You may hear acronyms and terms about assessment in our UGME program: RATs, MCQs, SAQs, Key Features. Here is a brief description of each:
Readiness Assessment Tests (RATs)
RATs used in our curriculum often consist of 10-15 multiple-choice questions that are linked directly to the readings (and/or prior lectures). A RAT focuses on foundational concepts that will be important for following SGL activities. MCQs found on a RAT, test for knowledge (i.e., recall information) and less for application of knowledge. Examples of verbs used in the question stem that would test knowledge include: define, list, label, recall, select, name, outline, or match.
Multiple-choice questions (MCQs): on midterms and finals
There are three components to an MCQ: the stem, lead-in question, and options that consist of one correct answer and typically three distractors (wrong answers). The stem should be directly linked to a learning objective assigned to a course.
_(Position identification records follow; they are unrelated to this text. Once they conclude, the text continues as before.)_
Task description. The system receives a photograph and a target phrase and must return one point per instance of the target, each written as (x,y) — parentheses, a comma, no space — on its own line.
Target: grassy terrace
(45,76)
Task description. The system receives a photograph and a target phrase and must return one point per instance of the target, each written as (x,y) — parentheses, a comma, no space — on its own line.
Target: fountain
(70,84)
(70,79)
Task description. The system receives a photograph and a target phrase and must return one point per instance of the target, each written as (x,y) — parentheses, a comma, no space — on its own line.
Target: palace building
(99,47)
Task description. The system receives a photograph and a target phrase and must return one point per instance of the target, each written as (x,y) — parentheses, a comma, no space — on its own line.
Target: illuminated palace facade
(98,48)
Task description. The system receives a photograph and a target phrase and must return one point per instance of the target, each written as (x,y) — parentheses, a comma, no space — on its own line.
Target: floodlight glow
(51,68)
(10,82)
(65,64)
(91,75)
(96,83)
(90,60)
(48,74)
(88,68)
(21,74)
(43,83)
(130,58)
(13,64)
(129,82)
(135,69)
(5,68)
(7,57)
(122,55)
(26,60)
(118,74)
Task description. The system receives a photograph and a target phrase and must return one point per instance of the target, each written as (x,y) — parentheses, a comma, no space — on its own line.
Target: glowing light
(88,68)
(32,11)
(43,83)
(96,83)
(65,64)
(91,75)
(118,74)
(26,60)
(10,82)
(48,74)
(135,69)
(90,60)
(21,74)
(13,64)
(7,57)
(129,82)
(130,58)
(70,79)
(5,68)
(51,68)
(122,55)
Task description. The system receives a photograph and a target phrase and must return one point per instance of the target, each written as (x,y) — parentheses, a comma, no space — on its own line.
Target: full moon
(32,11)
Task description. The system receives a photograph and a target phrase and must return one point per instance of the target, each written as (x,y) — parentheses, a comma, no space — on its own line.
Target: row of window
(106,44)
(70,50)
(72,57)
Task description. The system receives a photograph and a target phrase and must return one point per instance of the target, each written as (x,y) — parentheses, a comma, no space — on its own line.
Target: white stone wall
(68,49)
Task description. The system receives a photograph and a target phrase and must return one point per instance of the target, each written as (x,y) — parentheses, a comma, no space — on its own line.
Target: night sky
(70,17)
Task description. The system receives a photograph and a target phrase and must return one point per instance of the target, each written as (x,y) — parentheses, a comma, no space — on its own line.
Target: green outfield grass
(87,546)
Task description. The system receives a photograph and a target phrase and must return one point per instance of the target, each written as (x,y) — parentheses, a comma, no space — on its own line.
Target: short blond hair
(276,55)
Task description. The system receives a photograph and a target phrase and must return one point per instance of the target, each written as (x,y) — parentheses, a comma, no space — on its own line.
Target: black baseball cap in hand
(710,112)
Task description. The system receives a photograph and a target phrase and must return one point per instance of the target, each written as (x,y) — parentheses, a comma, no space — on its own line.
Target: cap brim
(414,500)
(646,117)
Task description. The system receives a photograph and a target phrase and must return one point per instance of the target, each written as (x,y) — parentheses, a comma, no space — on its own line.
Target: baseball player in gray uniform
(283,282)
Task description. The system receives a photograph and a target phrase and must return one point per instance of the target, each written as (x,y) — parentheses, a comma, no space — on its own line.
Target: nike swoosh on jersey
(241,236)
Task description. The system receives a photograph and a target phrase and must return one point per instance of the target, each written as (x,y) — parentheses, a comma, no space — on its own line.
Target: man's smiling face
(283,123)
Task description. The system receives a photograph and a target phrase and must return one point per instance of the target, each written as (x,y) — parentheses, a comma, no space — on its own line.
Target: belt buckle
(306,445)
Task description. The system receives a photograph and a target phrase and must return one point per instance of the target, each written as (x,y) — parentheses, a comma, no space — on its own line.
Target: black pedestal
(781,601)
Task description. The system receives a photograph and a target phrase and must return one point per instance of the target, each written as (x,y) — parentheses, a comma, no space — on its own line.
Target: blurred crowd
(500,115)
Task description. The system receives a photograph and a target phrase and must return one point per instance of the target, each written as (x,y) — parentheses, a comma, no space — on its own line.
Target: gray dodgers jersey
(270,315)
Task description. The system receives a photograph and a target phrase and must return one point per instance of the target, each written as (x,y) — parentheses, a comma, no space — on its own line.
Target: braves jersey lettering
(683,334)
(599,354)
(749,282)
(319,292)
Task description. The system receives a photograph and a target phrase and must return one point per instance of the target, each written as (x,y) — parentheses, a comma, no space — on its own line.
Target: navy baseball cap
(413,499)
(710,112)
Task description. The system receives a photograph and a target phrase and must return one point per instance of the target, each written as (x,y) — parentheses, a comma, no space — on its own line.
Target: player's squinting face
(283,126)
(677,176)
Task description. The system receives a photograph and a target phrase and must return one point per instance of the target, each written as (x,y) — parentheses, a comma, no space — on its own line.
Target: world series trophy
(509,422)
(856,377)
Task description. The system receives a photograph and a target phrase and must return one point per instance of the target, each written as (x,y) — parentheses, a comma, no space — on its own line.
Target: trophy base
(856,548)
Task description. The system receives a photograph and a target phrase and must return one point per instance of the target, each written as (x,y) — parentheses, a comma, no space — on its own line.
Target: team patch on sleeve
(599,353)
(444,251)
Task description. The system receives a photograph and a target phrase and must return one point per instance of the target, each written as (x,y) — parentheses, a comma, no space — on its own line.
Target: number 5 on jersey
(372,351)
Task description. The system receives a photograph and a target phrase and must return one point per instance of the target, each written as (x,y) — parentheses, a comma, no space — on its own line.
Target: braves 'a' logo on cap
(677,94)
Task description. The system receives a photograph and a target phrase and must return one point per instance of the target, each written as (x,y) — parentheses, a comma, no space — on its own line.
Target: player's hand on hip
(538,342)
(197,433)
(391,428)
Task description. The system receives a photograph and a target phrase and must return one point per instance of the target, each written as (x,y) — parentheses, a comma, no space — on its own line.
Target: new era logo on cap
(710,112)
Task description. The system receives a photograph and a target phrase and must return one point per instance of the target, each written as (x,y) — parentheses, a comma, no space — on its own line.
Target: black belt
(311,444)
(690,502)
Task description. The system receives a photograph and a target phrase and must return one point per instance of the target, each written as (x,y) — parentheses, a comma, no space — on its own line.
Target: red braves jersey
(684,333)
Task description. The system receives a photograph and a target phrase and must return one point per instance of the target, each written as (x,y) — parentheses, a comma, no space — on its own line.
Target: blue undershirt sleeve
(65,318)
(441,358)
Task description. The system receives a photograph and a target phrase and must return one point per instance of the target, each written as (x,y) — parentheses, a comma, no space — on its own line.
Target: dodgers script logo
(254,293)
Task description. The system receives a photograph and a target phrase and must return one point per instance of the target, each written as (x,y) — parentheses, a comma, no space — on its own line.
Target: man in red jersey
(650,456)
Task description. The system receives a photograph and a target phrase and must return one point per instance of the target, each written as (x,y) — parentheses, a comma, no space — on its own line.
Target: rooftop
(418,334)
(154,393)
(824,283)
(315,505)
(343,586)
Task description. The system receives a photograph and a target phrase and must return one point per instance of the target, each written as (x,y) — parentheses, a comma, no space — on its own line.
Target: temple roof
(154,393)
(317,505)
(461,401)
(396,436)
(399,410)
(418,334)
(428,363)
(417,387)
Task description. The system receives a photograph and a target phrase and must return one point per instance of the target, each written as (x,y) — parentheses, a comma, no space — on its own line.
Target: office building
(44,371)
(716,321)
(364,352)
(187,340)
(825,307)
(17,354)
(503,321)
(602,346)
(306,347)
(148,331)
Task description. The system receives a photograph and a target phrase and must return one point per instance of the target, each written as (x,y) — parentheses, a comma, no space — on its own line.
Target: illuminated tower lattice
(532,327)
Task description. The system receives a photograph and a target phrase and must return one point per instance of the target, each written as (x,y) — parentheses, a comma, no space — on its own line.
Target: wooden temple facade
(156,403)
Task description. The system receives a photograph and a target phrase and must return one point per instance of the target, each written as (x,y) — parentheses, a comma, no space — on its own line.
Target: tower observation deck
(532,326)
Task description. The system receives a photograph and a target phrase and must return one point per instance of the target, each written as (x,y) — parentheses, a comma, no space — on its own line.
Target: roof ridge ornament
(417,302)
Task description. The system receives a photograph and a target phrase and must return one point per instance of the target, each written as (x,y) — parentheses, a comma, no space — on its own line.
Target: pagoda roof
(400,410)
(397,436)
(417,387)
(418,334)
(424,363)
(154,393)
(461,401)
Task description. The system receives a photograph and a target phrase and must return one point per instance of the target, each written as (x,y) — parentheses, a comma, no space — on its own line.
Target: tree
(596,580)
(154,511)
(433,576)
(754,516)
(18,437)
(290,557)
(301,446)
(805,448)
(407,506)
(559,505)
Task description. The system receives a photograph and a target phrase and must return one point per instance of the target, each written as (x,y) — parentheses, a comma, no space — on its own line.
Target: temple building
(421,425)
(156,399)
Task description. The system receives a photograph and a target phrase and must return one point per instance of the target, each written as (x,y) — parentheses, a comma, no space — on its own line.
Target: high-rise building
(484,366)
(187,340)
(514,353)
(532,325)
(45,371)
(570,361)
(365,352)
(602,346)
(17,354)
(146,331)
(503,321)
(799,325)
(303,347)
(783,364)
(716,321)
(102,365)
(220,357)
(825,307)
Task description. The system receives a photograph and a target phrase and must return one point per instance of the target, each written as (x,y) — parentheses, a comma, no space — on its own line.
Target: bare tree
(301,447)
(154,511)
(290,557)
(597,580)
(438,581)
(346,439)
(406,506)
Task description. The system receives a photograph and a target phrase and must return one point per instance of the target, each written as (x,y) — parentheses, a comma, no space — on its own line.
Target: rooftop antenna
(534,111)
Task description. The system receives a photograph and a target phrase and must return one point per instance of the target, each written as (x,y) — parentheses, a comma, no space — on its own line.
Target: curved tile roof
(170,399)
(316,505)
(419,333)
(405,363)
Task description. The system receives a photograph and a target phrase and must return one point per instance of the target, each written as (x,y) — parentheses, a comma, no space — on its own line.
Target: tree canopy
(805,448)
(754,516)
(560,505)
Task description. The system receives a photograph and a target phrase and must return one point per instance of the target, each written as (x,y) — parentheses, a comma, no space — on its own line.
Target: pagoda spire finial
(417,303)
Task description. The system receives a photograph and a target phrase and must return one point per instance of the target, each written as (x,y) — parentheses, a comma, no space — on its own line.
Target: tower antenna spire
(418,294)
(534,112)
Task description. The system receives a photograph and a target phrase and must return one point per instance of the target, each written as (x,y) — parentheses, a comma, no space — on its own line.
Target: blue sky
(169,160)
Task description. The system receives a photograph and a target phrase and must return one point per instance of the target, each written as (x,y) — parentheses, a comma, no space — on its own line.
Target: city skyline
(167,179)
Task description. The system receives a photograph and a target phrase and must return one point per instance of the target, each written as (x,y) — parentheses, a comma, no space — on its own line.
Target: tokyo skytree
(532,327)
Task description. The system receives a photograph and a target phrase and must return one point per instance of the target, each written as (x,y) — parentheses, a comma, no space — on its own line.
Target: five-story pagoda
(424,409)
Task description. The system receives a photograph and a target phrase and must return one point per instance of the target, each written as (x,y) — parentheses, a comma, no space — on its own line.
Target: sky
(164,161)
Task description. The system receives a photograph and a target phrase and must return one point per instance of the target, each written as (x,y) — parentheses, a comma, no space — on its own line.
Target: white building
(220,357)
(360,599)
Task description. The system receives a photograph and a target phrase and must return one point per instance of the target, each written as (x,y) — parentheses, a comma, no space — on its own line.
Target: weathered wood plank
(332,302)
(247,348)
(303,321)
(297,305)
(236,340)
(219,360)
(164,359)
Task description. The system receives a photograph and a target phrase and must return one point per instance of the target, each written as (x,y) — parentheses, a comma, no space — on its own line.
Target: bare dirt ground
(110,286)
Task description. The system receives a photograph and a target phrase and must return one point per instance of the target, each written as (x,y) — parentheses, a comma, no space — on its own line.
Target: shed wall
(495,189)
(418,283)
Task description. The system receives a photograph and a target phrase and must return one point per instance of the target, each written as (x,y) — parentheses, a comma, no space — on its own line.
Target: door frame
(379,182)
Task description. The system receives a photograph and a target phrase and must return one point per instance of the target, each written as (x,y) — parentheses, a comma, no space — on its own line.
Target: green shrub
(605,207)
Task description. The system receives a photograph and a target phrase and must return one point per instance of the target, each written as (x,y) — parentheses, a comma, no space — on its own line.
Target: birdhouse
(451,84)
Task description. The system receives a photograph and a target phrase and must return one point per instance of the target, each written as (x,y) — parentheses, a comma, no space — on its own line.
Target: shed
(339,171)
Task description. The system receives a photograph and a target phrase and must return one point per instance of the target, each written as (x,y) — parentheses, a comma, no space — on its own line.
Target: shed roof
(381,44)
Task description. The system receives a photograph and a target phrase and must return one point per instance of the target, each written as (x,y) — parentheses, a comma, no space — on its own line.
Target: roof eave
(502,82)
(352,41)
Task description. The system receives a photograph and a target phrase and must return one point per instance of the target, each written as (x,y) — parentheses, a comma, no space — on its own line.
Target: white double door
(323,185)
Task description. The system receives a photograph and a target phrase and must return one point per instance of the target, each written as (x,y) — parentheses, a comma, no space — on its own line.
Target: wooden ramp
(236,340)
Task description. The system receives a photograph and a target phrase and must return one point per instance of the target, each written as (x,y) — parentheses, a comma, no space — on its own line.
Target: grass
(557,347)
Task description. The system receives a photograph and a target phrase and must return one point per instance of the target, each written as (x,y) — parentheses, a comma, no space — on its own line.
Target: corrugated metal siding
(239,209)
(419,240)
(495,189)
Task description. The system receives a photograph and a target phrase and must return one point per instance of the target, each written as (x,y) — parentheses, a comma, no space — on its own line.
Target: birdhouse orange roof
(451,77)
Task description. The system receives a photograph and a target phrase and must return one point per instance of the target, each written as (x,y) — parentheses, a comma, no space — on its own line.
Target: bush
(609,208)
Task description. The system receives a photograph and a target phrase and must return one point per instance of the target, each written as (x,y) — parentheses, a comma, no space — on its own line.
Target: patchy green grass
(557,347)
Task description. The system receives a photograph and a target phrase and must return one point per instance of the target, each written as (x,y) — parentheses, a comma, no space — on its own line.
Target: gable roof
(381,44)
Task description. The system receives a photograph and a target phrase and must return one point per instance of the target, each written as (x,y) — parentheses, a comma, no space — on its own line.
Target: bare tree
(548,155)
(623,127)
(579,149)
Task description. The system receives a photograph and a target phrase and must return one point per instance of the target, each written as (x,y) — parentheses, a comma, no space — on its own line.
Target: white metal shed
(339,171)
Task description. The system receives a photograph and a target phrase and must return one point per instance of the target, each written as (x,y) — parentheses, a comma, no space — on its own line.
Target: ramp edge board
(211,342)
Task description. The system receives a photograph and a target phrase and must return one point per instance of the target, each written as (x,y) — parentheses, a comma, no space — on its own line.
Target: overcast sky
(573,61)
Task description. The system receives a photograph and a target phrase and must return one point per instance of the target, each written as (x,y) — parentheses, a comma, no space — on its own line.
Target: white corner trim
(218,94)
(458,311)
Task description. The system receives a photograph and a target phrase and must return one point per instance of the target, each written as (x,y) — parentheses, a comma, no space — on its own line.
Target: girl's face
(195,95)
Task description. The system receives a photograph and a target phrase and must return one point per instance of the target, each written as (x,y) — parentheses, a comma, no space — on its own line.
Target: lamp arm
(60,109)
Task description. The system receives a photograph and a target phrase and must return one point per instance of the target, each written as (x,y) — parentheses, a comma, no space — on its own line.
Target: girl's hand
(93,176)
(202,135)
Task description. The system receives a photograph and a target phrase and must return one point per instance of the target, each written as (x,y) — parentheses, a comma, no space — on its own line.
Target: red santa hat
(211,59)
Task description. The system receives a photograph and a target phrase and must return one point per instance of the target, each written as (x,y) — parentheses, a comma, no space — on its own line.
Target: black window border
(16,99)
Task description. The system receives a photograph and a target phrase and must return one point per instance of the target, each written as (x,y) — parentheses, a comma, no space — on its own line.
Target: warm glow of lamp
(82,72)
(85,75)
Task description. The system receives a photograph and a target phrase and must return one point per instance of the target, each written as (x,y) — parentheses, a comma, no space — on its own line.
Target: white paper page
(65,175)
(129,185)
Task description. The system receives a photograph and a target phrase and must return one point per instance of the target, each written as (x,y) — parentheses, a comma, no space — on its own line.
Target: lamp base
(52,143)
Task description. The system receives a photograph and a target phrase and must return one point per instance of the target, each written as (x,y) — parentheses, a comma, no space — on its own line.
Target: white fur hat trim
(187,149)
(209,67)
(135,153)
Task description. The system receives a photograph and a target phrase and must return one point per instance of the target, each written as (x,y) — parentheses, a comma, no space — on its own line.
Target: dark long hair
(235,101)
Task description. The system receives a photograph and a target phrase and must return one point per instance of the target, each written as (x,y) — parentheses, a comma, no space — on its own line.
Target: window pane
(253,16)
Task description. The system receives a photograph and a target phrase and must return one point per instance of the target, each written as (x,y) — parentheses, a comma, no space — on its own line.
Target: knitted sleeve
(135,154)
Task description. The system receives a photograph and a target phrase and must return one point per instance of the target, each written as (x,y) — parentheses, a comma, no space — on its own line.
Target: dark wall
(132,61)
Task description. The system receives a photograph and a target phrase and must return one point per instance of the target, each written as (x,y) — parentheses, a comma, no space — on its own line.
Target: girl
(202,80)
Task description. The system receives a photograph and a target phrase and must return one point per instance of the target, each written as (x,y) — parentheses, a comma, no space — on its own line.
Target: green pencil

MCQs that are used on midterms and final exams often test for comprehension and application of knowledge; this is beyond the recall information that is typically the case with MCQs on RATs. Some multiple-choice questions may assess simple recall, depending on the learning objectives of the course but should be kept to a minimum. Verbs used in the question stem to test comprehension include: predict, estimate, explain, indicate, distinguish, or give examples. Verbs that would test application include prompts such as: solve, compute, illustrate, interpret, demonstrate, or compare.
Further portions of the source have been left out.